The book that changed the way I read was 'We need to talk about Kevin' by Lionel Shriver. Before this book I tried to read positive, feel-good books with strong, likable characters that I would often give up on before I was half way through. After reading about Kevin I realised that it was the negative books with the more unlikable, fallible and fragile characters that I really liked reading. These are the latest reads concerning human weakness that I have enjoyed in the last few months.


Labor Day by Joyce Maynard

I found this a sweet, deep story about an agoraphobic mother, Adele, her precocious young teenage son, Henry, and the unusual and close relationship that develops between them and an escaped convict, Frank, who hides with them over one long Labor Day weekend. The story is detailed and complicated. You could dismiss Adele as weak and Frank as bad, but I grew to have a soft spot for both of them and the love they manage to find for one another, despite the unlucky cards life has dealt them.

Gone Girl by Gillian Flynn

This novel was certainly a puzzling mystery. It leads you down several different paths and I often found myself being confounded and surprised by the twists and turns the plot was taking. It is an immensely readable book and I found myself absorbed and swept along with it despite hardly liking any of the characters, excepting Nick's sister Go.

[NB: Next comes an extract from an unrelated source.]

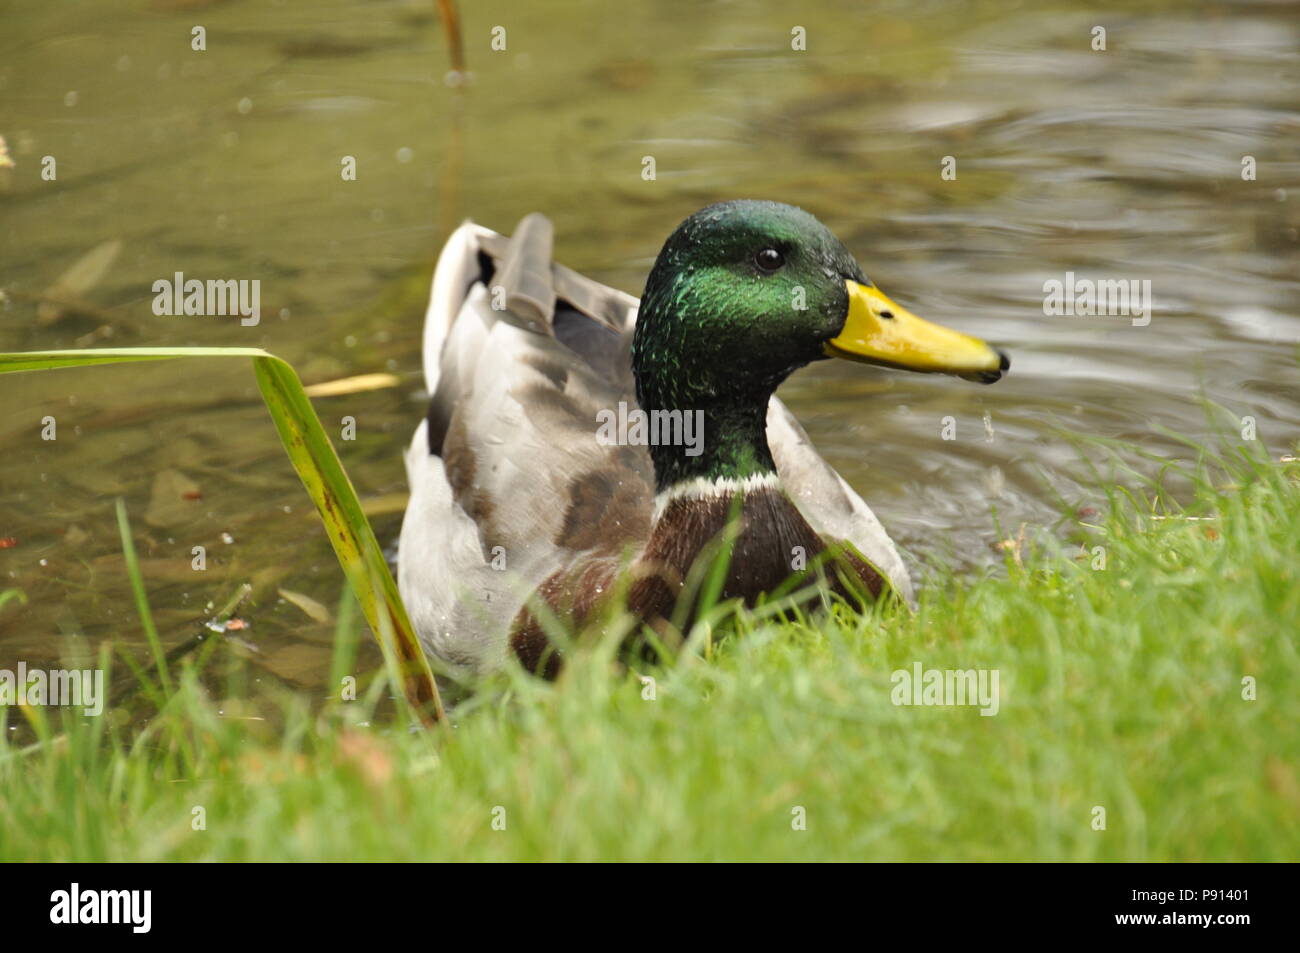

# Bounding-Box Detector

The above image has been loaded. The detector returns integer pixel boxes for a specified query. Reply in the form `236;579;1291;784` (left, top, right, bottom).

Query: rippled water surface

Amazing Amy is a tremendously complex character who I found very difficult to relate to, but I was still deeply interested in how her story would unfold.

The Girl on the Train by Paula Hawkins

The girl on the train is Rachael. At the beginning of the book we have her thoughts and feelings in the morning on the way to work and in the evening on her way home. While she is doing her daily commute her thoughts and feelings drift to the house she used to share with her ex-husband, that she still sees twice a day, as the view of it has become part of her journey. However her main view is of another house nearby and the attractive couple who live there, who she is soon obsessing over. Rachael's life at first appears fairly humdrum but it doesn't take long for things to unravel. We are introduced to the voices of two other girls, not on the train, Anna and Megan, and soon everything has gone sideways, if not upside-down. I really enjoyed this book, even though I had worked out the ending about two thirds of the way through.

The Dinner by Herman Koch

What I loved about this book is that the different sections of it are named after the different parts of a dinner you would get in a fancy restaurant. The different sections are Aperitif, Appetizer, Main Course, Dessert and Digestif. I suppose you could think its quite boring to read about people eating, but there's much more to this story than that. Two couples have met in the fancy restaurant to discuss a terrible thing their sons have done. Over the course of the evening we find out that the couples themselves are not entirely blameless and the methods they are prepared to use to resolve the situation are quite shocking. The last time I encountered a couple having dinner in a fancy Dutch restaurant was in 'The Fault in our Stars', I found this book to be quite an unexpectedly nasty antidote to that romantic interlude.